Anti-war groups haven’t lived up to this standard. In 2004 the Leftist line was to vote for pro-war Sen. Kerry (who promised to manage the war better than Pres. George W. Bush). Anti-war Democrats, anti-war candidates from third parties, and the independent Ralph Nader were either ignored or excoriated in part for interfering with their chosen Democrat. Most were chided for not running campaigns that could win. Perhaps I should take that as a sign of how small any group is which believes that line.
I remember when the Nation magazine said it was too difficult to stand behind a Nader candidacy because the war had to end and the Democrats were the most likely route to end it. Co-owner of The Nation magazine, Katrina van den Heuvel, was on C-SPAN recently discussing her support of the Democrats with Brian Lamb. Lamb is not a good interviewer, but it doesn’t take much to see how embarrasing that position is for someone who watches the Democrats manage the war.
As Rep. Dennis Kucinich (D-OH) said, it doesn’t take a bill to defund a war. You simply stop providing the money to keep the war going (transcript, audio, video)
Amy Goodman: Do you think the Democratic-led Congress has failed the American people right now?

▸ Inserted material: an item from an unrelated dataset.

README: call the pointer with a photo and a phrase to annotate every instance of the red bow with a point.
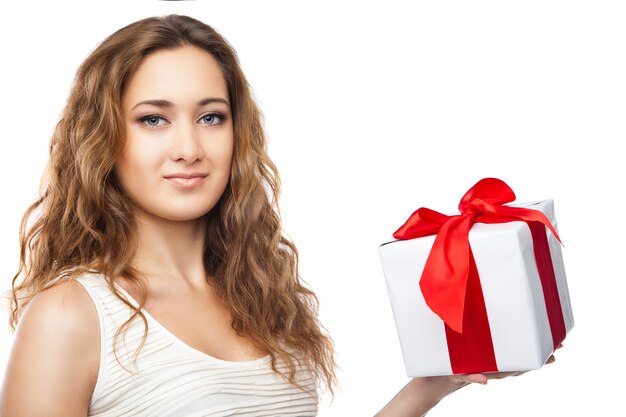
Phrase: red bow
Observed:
(444, 279)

Rep. Dennis Kucinich: Absolutely. Are you kidding? This isn’t even a close question. We were elected in November to end the war. That’s why people voted Democrat. That’s why they gave us control of the House and the Senate. And they expected us to take a new direction. They didn’t want a Democratic version of the war, and they didn’t want to be told later on, “Well, we just don’t have the votes.” Well, you know what? You don’t need the votes to say no. You just don’t offer any legislation at all.